IMHO I would not do it. It could backfire in so many ways. I think the ANA website has a person who can answer your question best.

I'm still a fan of charting basically everything even if it seems mundane.

ER example: pt reports 10/10 pain, doc orders pain meds, pt says "no, I'm fine, I don't want anything. Even after explaining the benefits of pain meds, etc, the pt still refuses I will chart that. If they turn in a survey and say 'they did nothing for my pain,' it is there clear as day that I offered pain meds and they flat out refused.

Another example of what I would chart: "pt requested food, told pt that since diagnostic tests were not complete yet, they are unable to eat at present," for a case where a pt says "I sat there for 2 hours and the made me starve!"

The 'journal' is pretty good idea too, but it cannot take the place of thorough charting.

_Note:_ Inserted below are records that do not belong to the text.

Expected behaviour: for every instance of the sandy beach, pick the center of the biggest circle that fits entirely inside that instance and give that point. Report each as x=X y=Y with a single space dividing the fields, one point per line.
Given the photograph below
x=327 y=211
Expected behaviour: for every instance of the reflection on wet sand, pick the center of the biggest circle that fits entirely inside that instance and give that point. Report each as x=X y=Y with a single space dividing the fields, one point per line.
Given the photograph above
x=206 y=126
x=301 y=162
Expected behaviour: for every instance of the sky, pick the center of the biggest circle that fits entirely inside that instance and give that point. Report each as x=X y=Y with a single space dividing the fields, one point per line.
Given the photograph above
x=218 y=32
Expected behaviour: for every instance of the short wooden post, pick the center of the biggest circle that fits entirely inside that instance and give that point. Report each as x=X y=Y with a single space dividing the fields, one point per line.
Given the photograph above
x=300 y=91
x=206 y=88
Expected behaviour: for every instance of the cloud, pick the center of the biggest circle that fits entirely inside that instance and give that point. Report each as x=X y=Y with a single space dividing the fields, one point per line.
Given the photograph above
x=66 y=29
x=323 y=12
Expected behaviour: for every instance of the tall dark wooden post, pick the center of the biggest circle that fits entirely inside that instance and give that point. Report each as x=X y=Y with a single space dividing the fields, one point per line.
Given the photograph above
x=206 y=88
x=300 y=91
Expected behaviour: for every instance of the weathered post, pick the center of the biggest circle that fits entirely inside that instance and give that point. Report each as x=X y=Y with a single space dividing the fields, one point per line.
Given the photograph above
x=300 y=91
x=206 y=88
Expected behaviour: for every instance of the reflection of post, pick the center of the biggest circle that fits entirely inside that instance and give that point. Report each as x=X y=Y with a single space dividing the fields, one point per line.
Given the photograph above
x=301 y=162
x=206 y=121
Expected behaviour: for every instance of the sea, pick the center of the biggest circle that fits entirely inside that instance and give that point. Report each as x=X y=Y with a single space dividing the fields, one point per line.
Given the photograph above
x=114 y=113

that was how we were taught to chart in nursing school always back your actions or not doing something up

Tagging this for future reference :)

You should not be keeping things with patients names, etc on them in your house, that is a huge HIPAA violation. I have been involved in several cases and always have been asked if I have any records in my possession. But, what do you have on your report sheet that wouldn't be in the chart? Hopefully nothing. If in doubt, I'd ask legal what their take is on that. If you have something on your report sheet and it isn't documented on the chart, and the prosecution gets a hold of it, well, that could really open a can of worms. You are better off to say "I don't recall" then you are to try to figure it out from old report sheets...it is bad enough to try to piece things together from a chart! Just my opinion from experience.

Here is my take on it.

"I don't recall" isn't going to save your rear if you get unjustly accused and all the evidence lies with the facility.

You keep a record if important incidents or anything comes up. You also don't tell ANYONE, and I mean nobody, that you keep such information. If some lawyer asks, YOU TELL THEM NO ANYWAY. I would bet you a year's salary that no judge can force you to produce what nobody knows even exists.

Am I OK with lying? You bet your bottom dollar I am, because at the end of the day, the only person that is truly going to be on your side is YOU.

I had a relative that was a nurse that died and we found 28 hard-bound journals of an entire career's worth of important events. Not even her own family knew she had them until they cleaned out her home when she died.

PS: You cannot use your personal note to back you up in a court case...you use them to simply refresh your memory.

Specializes in Critical Care, ED, Cath lab, CTPAC,Trauma.
Here is my take on it.

"I don't recall" isn't going to save your rear if you get unjustly accused and all the evidence lies with the facility.

You keep a record if important incidents or anything comes up. You also don't tell ANYONE, and I mean nobody, that you keep such information. If some lawyer asks, YOU TELL THEM NO ANYWAY. I would bet you a year's salary that no judge can force you to produce what nobody knows even exists.

Am I OK with lying? You bet your bottom dollar I am, because at the end of the day, the only person that is truly going to be on your side is YOU.

I had a relative that was a nurse that died and we found 28 hard-bound journals of an entire career's worth of important events. Not even her own family knew she had them until they cleaned out her home when she died.

PS: You cannot use your personal note to back you up in a court case...you use them to simply refresh your memory.

You should publish them "with the names changed"....the diary of a nurse.

Specializes in ER, ICU.

I can't believe what I'm reading. Keeping PHI in your personal possession is illegal under HIPAA. Once you are no longer caring for a patient, you are no longer involved in their care, which is what gives you the right to access their information in the first place. HIPAA requires the minimum amount of access to PHI in all cases. The example of the nurse who kept records in her attic is a good one. Those records are now armchair reading for her family and many of those patients probably still live in the community. This is not a gray area nor open to interpretation. I would love to hear from anyone who can show a hospital policy that states it is OK for a nurse to keep their own patient records.